Gambar 4.4. 15 Konfigurasi Tab Wireless Client

5. Untuk melihat hasil konfigurasi dan kekuatan sinyal yang diterima oleh station, pilih tab Main.

Gambar 4.4. 16 Hasil Konfigurasi Client


E. HASIL YANG DIPEROLEH

Adapun hasil dan pembahasan dalam melakukan konfigurasi radio adalah pengecekan kekuatan sinyal radio. Jika sinyalnya lemah maka harus dilakukan pointing sampai sinyalnya dirasa sudah bagus. Untuk frekuensi sinyal yang baik adalah mulai dari -75 dBm ke bawah atau lebih mudahnya dengan melihat indikator warna sinyal pada halaman konfigurasi. Warna merah menunjukkan kualitas sinyal jelek, warna kuning dan hijau  menandakan kualitas sinyal sedang, dan biru berarti kualitas sinyal sangat baik.

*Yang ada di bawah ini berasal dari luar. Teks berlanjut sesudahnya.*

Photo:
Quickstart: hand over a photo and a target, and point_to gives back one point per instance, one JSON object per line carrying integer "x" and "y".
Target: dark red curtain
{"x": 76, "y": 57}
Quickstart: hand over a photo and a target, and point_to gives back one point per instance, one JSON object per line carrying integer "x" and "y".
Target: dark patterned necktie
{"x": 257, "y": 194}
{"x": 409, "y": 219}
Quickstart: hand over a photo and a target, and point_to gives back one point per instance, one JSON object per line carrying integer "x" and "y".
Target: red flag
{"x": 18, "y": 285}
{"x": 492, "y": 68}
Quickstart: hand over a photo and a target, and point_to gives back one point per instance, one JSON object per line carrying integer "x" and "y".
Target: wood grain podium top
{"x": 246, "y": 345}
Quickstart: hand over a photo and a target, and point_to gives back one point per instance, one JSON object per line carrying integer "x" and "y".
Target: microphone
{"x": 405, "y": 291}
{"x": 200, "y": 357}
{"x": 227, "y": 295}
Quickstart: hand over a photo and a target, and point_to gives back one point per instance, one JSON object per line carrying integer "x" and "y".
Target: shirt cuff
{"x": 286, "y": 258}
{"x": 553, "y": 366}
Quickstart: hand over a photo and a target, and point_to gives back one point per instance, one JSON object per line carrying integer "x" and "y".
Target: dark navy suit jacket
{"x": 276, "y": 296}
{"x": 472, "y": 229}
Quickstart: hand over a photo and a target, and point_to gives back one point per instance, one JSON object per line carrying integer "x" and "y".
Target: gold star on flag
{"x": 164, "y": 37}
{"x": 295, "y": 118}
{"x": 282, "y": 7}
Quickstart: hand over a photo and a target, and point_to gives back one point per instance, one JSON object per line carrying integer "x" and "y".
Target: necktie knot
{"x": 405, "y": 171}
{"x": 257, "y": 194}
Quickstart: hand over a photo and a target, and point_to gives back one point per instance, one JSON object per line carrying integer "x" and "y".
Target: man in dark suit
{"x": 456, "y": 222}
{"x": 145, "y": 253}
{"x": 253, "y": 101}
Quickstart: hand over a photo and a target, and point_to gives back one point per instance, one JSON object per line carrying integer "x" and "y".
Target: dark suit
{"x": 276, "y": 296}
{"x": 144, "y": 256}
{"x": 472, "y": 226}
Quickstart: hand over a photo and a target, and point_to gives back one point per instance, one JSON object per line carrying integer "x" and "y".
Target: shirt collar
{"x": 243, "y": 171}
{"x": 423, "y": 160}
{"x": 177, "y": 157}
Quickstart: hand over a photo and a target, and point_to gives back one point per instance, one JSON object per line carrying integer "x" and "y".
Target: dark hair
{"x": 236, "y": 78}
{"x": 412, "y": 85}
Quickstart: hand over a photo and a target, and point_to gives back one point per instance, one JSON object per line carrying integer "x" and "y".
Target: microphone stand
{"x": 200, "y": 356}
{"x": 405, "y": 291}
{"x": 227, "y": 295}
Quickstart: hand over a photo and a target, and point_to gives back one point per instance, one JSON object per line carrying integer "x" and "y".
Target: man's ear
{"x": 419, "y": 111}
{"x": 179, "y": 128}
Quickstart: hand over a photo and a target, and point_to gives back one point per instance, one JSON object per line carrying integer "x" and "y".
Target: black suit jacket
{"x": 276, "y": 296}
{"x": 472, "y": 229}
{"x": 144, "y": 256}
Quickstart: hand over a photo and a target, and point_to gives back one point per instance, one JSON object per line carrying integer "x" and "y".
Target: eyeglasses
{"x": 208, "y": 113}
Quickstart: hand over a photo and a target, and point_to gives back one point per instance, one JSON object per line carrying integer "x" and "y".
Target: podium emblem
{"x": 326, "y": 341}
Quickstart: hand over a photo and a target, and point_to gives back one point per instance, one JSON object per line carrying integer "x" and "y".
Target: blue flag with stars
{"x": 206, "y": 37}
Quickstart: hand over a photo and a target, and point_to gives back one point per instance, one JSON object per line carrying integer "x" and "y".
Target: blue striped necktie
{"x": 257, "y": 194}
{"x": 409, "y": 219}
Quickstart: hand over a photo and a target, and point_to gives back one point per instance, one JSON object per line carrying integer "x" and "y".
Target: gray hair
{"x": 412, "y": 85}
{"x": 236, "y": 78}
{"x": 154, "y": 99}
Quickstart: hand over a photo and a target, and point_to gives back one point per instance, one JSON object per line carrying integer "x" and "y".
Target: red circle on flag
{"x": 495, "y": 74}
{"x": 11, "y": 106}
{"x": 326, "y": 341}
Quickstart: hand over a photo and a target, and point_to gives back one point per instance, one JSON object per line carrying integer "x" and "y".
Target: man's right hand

Indikasi kerusakan pada jaringan point to point dapat diuraikan sebagai berikut:
1. Sinyal koneksi antara station dan access point lemah.
2. Koneksi wireless sering putus nyambung.
3. Akses internet terasa lemot.

Keuntungan menggunakan jaringan wireless diantaranya sebagai berikut :
1. Lebih efesien dan fleksibel.
2. Mobilitas dan produktivitas tinggi.
3. Maintenance yang mudah.
4. Kemudahan dan kecepatan instalasi.

Namun selain memiliki kelebihan, tentunya penggunaan wireless juga memiliki kelemahan, diantaranya adalah:
1. Biaya Instalasi tinggi.
2. Delay yang besar.
3. Biaya peralatan yang tinggi.

KESIMPULAN

Radio Link Point to Point adalah salah satu komputer/perangkat yang disambungkan ke satu perangkat/komputer saja menggunakan perangkat wireless.